Au moment où s'imposait l'idée que Philippe V resterait roi d'Espagne tout en perdant une bonne part de son empire, en Italie par exemple, Louis XIV vit la mort décimer sa famille, et sa propre succession devint incertaine. Son fils, l'aîné de ses petits-fils, l'aîné de ses arrière-petits-fils, moururent en 1711 et 1712. Philippe V « se rapprochait » de la couronne ou d'une éventuelle régence, et avec lui renaissait le spectre, inquiétant pour l'Europe, d'une union de l'Espagne et de la France. Néanmoins, après une victoire française inattendue en 1712, et des renonciations solennelles imposées aux Bourbons par la diplomatie anglaise pour garantir la séparation des deux royaumes, la paix fut signée à Utrecht en 1713, puis à Rastadt en 1714.

Malgré les deuils, le roi conserva longtemps sa vitalité. Il multiplia les précautions pour préparer le règne de son successeur, un arrière-petit-fils né en 1710. Il continua à travailler avec constance, et la maladie lui laissa encore le temps et l'énergie de prendre congé de ses proches et de ses courtisans, non sans majesté. Il aurait alors dit à ces derniers : « Je m'en vais, mais l'État durera toujours.[...] J'espère aussi que vous ferez votre devoir et que vous vous souviendrez quelquefois de moi. » Il mourut le 1er septembre 1715.

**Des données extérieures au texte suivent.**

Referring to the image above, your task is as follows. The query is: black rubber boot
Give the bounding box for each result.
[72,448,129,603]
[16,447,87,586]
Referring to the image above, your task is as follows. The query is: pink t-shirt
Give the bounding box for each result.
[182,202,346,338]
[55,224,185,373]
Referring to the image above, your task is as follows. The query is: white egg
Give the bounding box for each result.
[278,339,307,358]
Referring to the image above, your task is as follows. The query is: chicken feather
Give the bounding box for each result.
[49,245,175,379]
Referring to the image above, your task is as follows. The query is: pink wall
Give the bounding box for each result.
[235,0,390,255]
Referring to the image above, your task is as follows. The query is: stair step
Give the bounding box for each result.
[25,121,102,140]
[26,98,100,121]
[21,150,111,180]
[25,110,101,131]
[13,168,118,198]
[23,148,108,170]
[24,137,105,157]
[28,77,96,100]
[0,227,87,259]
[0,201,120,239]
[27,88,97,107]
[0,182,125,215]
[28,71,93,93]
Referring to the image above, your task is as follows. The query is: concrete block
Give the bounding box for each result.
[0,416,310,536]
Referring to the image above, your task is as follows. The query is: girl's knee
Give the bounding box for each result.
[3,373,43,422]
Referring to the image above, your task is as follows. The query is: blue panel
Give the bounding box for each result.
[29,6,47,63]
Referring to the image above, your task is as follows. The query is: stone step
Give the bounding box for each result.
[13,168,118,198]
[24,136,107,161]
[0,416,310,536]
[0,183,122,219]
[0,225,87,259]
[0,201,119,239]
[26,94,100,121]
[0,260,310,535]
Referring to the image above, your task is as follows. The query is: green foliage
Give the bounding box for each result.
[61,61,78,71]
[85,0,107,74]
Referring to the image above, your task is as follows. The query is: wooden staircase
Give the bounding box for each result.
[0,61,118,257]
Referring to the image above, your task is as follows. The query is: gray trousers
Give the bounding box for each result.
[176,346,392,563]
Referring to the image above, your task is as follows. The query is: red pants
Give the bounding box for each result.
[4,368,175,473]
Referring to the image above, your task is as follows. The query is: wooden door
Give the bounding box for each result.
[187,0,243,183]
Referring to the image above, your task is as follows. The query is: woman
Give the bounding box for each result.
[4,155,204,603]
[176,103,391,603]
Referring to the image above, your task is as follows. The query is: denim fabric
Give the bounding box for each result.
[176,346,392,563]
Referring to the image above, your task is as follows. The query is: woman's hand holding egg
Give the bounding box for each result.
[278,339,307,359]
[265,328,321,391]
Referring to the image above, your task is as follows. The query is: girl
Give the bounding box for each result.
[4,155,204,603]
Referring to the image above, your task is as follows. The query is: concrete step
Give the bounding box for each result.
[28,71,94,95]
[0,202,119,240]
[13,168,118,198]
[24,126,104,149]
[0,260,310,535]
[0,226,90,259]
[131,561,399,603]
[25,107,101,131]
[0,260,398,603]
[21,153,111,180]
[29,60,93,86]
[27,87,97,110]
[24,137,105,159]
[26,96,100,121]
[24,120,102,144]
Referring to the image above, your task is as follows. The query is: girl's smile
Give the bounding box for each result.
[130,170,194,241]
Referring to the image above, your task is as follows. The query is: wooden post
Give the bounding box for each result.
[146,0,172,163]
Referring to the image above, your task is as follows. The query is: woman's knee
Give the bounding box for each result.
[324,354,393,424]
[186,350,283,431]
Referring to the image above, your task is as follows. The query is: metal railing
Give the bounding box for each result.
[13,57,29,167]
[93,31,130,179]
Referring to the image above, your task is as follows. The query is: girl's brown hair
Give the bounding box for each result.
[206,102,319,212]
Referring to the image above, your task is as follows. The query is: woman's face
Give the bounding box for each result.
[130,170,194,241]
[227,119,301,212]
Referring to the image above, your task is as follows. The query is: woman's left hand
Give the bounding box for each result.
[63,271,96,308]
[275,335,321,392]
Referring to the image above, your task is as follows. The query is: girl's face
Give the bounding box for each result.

Le relief que Louis XIV donna à la fonction royale, l'ampleur des réalisations, en particulier artistiques, sous son règne, l'administration qui se mit en place et les ressources qu'elle sut tirer du royaume, enfin l'extension du territoire, suscitèrent l'admiration des princes du XVIIIe siècle, qui cherchèrent souvent à imiter le roi de France. En revanche, certains traits nouveaux de la monarchie- une autorité royale plus marquée et plus contraignante, une étroite surveillance de la société, un effacement politique des élites traditionnelles - furent peu à peu moins bien acceptés par les Français, qui explorèrent des voies vers une plus grande liberté.

Louis XV

Lorsqu'il naît à Versailles le 15 février 1710, le duc d'Anjou, second fils vivant du duc de Bourgogne, ne semble pas destiné à monter sur le trône.

La mort subite du Grand Dauphin, son grand-père, en 1711, celle de son père en 1712, celle de son frère aîné quelques jours plus tard, enfin le décès de Louis XIV, son arrière-grand-père, le 1er septembre 1715, désignent cet enfant de 5 ans, seul survivant d'une lignée décimée, comme le nouveau roi de France. Il régnera jusqu'en 1774 ; un long règne qui présente maints aspects contradictoires. Louis XV est - au temps des Lumières - un monarque absolu, qui différera longtemps le moment d'exercer lui-même le pouvoir ; surnommé « Louis le Bien-Aimé » à son avènement, il mourra détesté par son peuple.

La Régence : 1715-1723

Puisque la mère du jeune Louis est morte en 1712, la régence revient de droit au premier prince du sang, Philippe, duc d'Orléans et fils de Monsieur, frère de feu le roi. Louis XIV a déposé au parlement un testament qui limite le pouvoir du prince en instituant un Conseil de régence. Moyennant la promesse de restaurer les droits dont le monarque les a privés, les magistrats proclament le duc d'Orléans régent et annulent les dispositions testamentaires qui le lèsent.